A senadora demo Kátia Abreu, presidente da Confederação Nacional da Agricultura (CNA), não gostou nem um pouco do Programa Nacional de Direitos Humanos, elaborado sob a coordenação do ministro Paulo Vannuchi após intensa discussão na sociedade. Para ela, é “uma plataforma socialista. Uma parte deste governo tem tendência bastante radical, de extrema esquerda”. Numa leitura das mais maldosas, ela garante que o documento estimula “a invasão de terras” e sugere ainda que “o agronegócio não têm preocupação e compromisso com os direitos humanos”.
Mesmo que o documento afirmasse isto, ele não estaria cometendo nenhum absurdo. A realidade comprova que parte significativa dos tradicionais latifundiários, hoje travestidos de “modernos” barões do agronegócio, não tem mesmo qualquer compromisso com os direitos humanos. Basta observar o número de mortes no campo e o enorme contingente de trabalhadores escravizados. O discurso raivoso da demo Kátia Abreu, que recentemente foi acusada pela revista CartaCapital de surrupiar terras de pequenos agricultores, é puro esperneio de quem tem culpa no cartório.
Conflitos, expulsões e assassinatos
O campo brasileiro continua sendo um dos espaços mais reacionários e atrasados da sociedade. Segundo balanço parcial da Comissão Pastoral da Terra (CPT), 25 lavradores foram mortos entre janeiro a novembro de 2009. No mesmo período, ocorreram 731 conflitos rurais e 1.612 famílias foram expulsas da terra. Também houve aumento das tentativas de assassinatos, que pulou de 36, em 2008, para 52 no ano passado, e dos casos de torturas, que passou de três para 20. “Os dados mostram que os conflitos no campo teimam em persistir, bem como a violência”, critica a CPT.
O Pará é o campeão de mortes. Segundo o teólogo José Batista Gonçalves, “mais de 800 pessoas foram assassinadas no estado nos últimos 40 anos. Somente sete mandantes foram levados a júri popular e seis foram condenados, mas nenhum cumpre pena até hoje”. Ou seja: na prática, não existe “direito humano” no campo. Os grandes fazendeiros possuem poder econômico, influência política e controlam o Judiciário. “Levar um mandante ao banco de réus, condená-lo e mantê-lo preso é uma tarefa difícil, não só no Pará, mas também em outros estados”, garante José Batista.
“Lista suja” do trabalho escravo
A selvageria visa garantir os privilégios dos grandes proprietários rurais, inclusive de poderosas multinacionais. Com base nela, muitos lavradores são expulsos da terra e outros são explorados, vivendo em condições de trabalho escravo.
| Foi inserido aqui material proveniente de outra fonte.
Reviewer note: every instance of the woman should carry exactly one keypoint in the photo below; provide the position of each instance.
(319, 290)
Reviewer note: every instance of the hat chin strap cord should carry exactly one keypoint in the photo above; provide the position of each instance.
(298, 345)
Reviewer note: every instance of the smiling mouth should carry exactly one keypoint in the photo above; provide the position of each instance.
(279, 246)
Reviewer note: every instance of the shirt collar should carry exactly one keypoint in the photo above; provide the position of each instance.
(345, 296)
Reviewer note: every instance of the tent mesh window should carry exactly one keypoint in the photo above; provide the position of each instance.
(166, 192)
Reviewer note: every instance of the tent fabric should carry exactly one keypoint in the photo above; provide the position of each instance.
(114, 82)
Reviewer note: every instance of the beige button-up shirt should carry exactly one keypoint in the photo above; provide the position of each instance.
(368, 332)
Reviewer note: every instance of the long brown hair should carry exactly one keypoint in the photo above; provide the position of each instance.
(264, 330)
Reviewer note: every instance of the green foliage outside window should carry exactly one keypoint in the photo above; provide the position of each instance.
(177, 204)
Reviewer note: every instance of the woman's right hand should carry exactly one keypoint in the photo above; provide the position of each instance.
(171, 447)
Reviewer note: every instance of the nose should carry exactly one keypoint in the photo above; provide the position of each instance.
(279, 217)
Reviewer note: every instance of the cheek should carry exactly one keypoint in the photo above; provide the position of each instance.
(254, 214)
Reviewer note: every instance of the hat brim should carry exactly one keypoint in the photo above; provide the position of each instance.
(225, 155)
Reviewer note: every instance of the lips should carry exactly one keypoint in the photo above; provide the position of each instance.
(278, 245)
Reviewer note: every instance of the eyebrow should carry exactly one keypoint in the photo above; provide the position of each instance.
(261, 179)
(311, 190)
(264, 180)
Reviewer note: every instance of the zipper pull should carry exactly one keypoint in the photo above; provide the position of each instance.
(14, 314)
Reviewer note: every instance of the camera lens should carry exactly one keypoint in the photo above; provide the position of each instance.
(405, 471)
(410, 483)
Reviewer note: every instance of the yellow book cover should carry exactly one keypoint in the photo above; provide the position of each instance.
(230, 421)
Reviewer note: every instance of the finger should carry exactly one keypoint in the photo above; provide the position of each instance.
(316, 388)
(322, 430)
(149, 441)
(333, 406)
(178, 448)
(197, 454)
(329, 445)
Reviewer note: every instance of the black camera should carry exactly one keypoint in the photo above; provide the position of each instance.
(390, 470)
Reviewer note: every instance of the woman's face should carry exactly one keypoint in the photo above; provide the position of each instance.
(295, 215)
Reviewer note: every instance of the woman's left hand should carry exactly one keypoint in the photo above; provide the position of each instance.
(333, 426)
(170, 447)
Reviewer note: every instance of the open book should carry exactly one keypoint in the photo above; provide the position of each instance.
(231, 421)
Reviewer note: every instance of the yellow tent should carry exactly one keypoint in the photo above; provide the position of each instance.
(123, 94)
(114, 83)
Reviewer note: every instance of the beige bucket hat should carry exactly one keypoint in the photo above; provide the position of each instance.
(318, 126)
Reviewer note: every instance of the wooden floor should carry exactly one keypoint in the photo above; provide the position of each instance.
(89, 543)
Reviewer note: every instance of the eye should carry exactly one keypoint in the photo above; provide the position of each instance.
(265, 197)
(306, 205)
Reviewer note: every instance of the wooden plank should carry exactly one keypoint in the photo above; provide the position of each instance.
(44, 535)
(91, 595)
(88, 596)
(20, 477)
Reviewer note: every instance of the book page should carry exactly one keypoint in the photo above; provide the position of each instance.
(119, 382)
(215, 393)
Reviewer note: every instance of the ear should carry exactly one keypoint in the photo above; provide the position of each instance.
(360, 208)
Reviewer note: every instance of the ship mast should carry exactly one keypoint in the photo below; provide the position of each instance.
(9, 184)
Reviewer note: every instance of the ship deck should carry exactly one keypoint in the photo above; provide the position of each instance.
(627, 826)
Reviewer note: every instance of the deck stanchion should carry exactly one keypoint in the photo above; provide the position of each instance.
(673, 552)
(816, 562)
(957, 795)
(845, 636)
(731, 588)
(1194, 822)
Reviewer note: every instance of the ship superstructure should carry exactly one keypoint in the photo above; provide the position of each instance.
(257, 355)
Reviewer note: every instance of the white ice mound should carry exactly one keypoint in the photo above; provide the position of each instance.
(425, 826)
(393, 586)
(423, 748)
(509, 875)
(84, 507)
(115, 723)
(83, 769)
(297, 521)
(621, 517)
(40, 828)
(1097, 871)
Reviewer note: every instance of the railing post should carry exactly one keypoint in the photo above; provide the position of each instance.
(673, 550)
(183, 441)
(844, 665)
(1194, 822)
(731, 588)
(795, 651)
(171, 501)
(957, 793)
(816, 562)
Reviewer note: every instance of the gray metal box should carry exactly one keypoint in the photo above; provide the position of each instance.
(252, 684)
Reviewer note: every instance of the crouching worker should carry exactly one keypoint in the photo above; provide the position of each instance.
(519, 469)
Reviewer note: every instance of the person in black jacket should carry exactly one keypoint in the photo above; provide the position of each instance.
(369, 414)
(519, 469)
Como aponta Henrique Cortez, “mais de um século após a Lei Áurea, continuamos um país escravocrata. Desde 2003, mais de 26 mil pessoas foram libertadas de trabalhos forçados em todo o país”. Até hoje, o parlamento não aprovou PEC-438, que permite a expropriação para fins de reforma agrária das propriedades com trabalho escravo.
Cortez reconhece que governo Lula apertou o cerco aos escravocratas. A publicação da “lista suja” do trabalho escravo, com a divulgação dos nomes dos fazendeiros, inibiu alguns deles. Já a ação do grupo móvel de fiscalização do Ministério do Trabalho descobriu os cativeiros. Nos primeiros sete meses de 2009, foram libertados 1.492 trabalhadores rurais escravizados ou tratados de forma degradante. Pernambuco ocupou o primeiro lugar no ranking com 362 pessoas libertadas. Tocantins, estado da senadora demo Kátia Abreu, ficou em segundo com 296 resgatados. É isto que incomoda a presidenta da CNA, que rejeita qualquer programa de direitos humanos.